I brought this up in the WMDE cross engineering team chat and I wanted to check if this epic also included the work to migrate not just dashboards on grafana from one data source to another but also to migrate grafana alerts.

It seems to me that since T391793 some alerts that the Wikidata team may be relying on are now paused with the assumption that they are going to be deleted in the near future anyway. An example of this alert would be Edits: below 30 per minute (for 3 minutes). I noticed Lucas referenced this in T228380#10744144 but as far I can tell they would not have been fired because they were already paused.

I wondered if you were planning to migrate these existing grafana based, graphite backed alerts to alertmanage based and prometheus alerts? Some comparable work could be these tickets from the performance world:

I could also imagine a world that you might decide you no longer want these alerts and are happy that they are sunset with Graphite or that I've missed some equivalent alerts already migrated to alertmanager/prometheus as part of another ticket. I'm no expert but after our sub 3min chat today I thought it would be helpful to try and put in writing some of my thoughts.

@Tarrow, coming back to this epic given priorities. I'd really support your suggestion above being included in here and would be happy to do what I can to support to get the alerts migrated. Do you want to add an objective to the task text?
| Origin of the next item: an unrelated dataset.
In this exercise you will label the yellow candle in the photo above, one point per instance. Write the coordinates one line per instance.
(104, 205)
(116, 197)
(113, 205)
I'd be happy to add a summary of your points as well 😊

@Tarrow, coming back to this epic given priorities. I'd really support your suggestion above being included in here and would be happy to do what I can to support to get the alerts migrated. Do you want to add an objective to the task text? I'd be happy to add a summary of your points as well 😊

In my opinion the alerts are something that the engineering team probably ought to define and own. That's what I was trying to get across in:

I could also imagine a world that you might decide you no longer want these alerts and are happy that they are sunset with Graphite or that I've missed some equivalent alerts already migrated to alertmanager/prometheus as part of another ticket

I was a bit unclear here but in this case "you" === "Wikidata engineers responsible to keeping Wikidata up and functional for users." I think it's quite important that alerts are tied to some tangible action and that action probably needs to be defined by the engineering team. However I'd be surprised if all of the alerts want to now be sunset.

Totally agree that the alerts should be your all's main responsibility. Was just saying that I'm happy to help if I can :) I do think that the task should be assigned to this epic though and sub tasks can then be attached and assigned to engineers.

Totally agree that the alerts should be your all's main responsibility. Was just saying that I'm happy to help if I can :) I do think that the task should be assigned to this epic though and sub tasks can then be attached and assigned to engineers.

I've made T397146 as a subtask.
I'm not certain if it should be under this task or not; I would leave that up to y'all (Wikidata enginners). I'm very aware the title of this task is about Grafana Metrics and the subtask is about alerts that should probably not remain on grafana at all. Maybe someone has already moved them off and I'm just not aware of it but if not we should probably do something so that the alerts still fire if something breaks.